Limitations of the Study and Future Directions

For all the measurement techniques and protocols in this study, we used field measurement tools. They are easy to transport and to use in a sport-specific setting, such as a tennis court or training area. They are affordable for clinicians, who very often lack access to the high-technology equipment for strength and kinematic behavior measurements available in research centers and specialized training settings. This is 1 of the strengths of the study but also leads to a limitation. Clinical measurements often do not achieve the same reliability, validity, and accuracy as those in laboratory investigations. Therefore, we encourage clinicians to maximize standardization and reliability in reproducing the tests in this study by limiting the testing to 1 examiner, blinding the results from the tester during testing, performing pilot studies to become familiar with the procedures if needed, and ensuring standardization in palpation, participant position, and task instruction.

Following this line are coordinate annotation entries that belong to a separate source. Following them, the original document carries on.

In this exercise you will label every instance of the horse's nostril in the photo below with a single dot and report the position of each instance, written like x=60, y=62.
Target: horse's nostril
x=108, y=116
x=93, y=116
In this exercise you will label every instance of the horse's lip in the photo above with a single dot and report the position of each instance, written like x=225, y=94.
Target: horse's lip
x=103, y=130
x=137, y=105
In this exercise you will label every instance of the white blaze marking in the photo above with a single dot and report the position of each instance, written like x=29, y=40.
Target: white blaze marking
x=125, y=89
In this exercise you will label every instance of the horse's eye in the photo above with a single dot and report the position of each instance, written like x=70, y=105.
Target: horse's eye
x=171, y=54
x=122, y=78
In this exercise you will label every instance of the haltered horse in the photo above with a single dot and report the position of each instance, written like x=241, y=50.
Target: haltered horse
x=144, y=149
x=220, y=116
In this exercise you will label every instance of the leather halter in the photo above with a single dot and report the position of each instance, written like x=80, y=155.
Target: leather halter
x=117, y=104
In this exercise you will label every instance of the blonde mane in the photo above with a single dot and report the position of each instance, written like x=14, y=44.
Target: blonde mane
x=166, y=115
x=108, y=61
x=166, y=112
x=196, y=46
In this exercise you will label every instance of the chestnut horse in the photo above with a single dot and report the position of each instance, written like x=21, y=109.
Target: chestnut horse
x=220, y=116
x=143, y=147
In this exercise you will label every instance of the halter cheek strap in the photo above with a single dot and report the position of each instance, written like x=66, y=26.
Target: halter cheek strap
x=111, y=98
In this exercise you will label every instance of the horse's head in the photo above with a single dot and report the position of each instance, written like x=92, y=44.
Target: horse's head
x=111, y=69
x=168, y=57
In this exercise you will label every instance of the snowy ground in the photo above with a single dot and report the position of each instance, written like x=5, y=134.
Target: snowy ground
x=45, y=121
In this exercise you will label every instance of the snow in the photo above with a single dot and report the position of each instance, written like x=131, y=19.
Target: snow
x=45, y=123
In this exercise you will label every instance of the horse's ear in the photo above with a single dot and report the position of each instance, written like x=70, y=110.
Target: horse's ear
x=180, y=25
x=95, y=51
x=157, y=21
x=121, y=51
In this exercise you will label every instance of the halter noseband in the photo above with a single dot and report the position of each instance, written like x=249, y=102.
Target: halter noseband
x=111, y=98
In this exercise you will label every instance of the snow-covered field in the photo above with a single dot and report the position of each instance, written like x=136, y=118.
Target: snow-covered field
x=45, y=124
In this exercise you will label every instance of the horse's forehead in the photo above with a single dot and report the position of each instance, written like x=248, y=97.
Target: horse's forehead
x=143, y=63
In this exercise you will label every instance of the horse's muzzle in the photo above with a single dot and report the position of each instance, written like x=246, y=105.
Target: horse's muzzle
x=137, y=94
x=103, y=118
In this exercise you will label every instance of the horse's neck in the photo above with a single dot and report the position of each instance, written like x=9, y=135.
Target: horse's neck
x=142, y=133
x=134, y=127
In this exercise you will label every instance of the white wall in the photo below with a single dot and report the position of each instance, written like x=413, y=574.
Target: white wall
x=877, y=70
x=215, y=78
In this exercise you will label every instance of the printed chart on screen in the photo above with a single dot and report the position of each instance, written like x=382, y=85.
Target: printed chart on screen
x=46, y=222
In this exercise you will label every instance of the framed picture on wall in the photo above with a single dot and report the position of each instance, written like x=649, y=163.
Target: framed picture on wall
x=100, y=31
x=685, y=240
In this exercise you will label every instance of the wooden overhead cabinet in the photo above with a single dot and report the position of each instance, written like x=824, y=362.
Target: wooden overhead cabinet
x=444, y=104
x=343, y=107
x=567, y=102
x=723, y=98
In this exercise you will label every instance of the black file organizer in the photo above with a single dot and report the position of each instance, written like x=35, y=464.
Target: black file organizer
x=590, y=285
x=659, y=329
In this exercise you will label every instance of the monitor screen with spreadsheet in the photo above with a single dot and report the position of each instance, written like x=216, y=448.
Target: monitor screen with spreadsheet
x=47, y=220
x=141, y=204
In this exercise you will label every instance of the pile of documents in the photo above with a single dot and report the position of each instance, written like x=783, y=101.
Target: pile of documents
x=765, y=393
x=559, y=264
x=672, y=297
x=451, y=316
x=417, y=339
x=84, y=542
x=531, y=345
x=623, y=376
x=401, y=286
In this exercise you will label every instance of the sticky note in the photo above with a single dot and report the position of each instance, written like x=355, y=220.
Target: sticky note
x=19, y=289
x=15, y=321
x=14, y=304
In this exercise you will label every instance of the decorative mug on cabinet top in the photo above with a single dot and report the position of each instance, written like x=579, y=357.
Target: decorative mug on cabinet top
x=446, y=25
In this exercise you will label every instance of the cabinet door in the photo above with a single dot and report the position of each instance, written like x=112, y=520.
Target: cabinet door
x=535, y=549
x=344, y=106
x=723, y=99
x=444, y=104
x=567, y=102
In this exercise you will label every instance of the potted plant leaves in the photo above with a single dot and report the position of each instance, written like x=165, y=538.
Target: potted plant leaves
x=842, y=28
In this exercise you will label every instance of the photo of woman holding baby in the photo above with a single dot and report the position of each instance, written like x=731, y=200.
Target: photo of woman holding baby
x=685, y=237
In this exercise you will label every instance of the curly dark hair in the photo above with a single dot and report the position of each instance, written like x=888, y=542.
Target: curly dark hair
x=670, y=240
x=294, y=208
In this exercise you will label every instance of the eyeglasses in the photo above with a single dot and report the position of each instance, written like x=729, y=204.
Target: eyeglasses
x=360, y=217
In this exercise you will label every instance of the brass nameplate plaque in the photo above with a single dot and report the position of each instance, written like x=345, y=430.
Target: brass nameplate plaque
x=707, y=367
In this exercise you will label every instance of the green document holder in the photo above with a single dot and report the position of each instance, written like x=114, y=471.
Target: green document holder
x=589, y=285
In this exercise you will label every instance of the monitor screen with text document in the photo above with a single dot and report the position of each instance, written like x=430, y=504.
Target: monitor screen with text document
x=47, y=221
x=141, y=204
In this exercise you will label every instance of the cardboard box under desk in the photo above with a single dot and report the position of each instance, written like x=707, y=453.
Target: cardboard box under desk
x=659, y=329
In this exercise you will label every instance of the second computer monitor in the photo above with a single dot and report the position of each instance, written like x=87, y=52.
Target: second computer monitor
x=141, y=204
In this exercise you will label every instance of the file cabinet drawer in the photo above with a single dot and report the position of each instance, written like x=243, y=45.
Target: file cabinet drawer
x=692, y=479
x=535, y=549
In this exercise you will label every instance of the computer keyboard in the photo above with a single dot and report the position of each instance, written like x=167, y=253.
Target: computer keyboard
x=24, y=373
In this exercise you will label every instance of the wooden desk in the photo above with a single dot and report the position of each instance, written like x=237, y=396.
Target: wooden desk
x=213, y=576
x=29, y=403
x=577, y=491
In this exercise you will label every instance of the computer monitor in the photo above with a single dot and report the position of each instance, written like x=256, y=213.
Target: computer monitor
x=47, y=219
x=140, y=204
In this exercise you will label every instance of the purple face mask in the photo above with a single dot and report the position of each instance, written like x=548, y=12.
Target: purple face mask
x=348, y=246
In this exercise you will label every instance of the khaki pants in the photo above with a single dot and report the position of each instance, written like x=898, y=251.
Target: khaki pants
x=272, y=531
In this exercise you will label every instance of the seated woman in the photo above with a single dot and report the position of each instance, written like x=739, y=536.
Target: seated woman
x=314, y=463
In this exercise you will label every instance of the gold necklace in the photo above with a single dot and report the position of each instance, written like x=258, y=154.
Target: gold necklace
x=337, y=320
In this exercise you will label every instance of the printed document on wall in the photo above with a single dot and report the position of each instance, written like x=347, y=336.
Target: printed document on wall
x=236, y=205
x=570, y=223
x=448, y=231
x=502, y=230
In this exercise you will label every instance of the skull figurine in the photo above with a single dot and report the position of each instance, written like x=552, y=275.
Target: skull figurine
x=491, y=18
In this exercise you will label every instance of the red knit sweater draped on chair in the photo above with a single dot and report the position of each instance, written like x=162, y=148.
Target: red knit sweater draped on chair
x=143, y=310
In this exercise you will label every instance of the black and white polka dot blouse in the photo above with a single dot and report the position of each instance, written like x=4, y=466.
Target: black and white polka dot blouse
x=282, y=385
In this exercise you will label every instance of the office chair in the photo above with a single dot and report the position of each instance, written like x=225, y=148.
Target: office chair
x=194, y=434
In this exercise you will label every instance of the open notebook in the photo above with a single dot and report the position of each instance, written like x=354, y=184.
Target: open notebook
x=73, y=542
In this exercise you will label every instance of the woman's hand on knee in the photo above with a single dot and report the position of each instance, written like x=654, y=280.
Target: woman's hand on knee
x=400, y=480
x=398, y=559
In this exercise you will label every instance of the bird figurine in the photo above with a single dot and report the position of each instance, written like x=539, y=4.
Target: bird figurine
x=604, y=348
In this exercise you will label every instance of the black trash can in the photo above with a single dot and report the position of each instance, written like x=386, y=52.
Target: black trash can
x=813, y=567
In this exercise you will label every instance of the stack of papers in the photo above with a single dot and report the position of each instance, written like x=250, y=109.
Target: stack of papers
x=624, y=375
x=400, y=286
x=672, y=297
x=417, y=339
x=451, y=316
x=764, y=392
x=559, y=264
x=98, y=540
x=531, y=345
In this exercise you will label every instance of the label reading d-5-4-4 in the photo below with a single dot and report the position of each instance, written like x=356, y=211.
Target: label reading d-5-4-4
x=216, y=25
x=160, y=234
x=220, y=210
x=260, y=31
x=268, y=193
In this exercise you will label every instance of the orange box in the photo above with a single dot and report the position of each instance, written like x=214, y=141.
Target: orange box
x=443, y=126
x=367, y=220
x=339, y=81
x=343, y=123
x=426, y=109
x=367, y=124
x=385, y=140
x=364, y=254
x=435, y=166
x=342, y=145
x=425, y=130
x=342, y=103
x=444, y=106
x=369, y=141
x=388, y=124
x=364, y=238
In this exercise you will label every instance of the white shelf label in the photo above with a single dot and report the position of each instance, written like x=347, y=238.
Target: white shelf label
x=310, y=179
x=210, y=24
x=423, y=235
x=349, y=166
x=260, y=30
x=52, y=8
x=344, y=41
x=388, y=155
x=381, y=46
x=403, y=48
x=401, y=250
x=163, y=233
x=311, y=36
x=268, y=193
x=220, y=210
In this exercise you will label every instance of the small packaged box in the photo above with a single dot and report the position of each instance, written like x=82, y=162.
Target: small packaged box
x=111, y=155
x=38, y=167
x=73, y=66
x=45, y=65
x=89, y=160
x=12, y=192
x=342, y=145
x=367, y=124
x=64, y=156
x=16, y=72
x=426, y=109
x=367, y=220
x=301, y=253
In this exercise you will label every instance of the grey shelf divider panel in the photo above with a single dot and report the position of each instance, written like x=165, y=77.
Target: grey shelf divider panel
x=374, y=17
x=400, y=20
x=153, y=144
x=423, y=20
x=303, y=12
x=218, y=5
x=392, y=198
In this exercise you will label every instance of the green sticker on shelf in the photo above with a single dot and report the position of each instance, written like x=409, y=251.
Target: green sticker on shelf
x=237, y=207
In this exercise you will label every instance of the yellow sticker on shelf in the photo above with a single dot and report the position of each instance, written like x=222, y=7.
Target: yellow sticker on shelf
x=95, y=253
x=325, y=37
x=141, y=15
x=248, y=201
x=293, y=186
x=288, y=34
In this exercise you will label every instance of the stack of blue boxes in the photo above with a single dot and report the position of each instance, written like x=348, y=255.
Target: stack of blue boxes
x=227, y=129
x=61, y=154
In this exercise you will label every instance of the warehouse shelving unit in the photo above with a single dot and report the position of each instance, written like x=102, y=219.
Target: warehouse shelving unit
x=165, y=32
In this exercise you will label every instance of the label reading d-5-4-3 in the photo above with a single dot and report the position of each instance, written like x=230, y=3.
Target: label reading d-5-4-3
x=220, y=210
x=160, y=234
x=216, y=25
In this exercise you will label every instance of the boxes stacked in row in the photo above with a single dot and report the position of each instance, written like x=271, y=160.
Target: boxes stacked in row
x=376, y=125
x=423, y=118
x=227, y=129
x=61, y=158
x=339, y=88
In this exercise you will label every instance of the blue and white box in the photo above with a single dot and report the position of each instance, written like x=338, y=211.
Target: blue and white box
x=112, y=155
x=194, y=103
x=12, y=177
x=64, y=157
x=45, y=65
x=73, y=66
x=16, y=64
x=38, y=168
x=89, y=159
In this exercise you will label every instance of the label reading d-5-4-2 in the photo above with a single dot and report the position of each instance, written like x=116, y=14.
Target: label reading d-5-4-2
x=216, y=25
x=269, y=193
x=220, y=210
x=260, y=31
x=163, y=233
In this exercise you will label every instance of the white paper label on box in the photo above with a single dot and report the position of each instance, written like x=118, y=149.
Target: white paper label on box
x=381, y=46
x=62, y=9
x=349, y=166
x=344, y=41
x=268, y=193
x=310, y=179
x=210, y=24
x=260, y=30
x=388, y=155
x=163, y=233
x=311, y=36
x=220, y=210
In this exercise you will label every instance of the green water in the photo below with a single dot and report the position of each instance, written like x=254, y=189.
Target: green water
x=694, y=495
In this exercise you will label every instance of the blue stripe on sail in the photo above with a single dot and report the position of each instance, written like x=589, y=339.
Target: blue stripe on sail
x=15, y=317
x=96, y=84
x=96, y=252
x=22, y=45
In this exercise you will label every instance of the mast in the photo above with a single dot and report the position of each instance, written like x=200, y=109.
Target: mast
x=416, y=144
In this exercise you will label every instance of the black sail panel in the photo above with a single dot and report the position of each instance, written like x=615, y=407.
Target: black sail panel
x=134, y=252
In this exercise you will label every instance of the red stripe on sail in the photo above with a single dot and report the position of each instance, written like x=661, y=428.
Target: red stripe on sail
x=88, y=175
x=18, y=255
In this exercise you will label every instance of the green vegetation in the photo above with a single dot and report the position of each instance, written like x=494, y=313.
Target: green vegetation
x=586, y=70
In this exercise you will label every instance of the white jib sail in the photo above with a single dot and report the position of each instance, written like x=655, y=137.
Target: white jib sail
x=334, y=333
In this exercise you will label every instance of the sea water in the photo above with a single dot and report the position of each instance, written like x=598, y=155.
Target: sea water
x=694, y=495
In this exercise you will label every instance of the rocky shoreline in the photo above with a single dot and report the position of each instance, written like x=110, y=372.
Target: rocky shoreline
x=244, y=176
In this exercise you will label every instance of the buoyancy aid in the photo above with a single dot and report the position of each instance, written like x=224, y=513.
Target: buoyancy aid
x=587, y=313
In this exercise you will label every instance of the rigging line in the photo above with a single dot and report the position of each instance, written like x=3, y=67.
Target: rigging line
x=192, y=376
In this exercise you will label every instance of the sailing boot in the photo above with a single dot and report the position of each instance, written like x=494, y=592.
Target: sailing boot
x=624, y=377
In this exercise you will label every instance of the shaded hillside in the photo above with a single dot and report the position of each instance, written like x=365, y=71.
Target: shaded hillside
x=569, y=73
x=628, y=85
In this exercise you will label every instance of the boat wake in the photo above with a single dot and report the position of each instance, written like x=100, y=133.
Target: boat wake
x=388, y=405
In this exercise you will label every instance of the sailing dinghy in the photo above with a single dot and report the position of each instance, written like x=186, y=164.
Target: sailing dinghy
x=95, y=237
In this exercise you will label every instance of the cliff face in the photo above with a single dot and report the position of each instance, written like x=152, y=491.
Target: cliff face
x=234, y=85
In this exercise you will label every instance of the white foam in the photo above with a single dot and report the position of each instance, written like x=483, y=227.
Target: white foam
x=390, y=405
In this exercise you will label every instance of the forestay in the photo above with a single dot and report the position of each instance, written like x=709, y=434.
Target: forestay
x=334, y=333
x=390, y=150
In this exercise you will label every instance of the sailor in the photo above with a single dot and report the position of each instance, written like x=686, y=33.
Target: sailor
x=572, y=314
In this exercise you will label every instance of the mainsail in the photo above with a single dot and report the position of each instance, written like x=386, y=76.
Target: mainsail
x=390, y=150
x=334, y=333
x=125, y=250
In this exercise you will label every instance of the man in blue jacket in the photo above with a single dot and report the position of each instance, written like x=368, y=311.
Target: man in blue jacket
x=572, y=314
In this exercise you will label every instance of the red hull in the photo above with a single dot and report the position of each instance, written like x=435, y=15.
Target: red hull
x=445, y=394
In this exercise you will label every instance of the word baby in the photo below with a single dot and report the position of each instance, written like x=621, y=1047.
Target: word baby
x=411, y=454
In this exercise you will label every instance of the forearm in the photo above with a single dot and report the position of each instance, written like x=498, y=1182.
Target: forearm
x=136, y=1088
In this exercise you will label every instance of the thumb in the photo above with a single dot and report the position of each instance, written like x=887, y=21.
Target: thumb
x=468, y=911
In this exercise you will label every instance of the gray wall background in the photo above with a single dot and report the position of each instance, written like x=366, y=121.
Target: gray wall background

A second limitation is the absence of statistical correlation analysis between the variables measured. Although we report on scapular as well as glenohumeral results in elite adolescent tennis players, we were not able to perform a correlation analysis between these variables due to the limited number of players available to participate in each subgroup of the study. In particular, the sample in the age category >16 years was small. Given the purpose of the investigation, we selected only elite players to participate. A priori power analysis revealed that, in order to identify clinically relevant correlations (>0.60), a minimum of 26 participants were necessary in each subgroup. Future authors should try to expand the study group to that number of players by performing longer-term studies or collaborating internationally.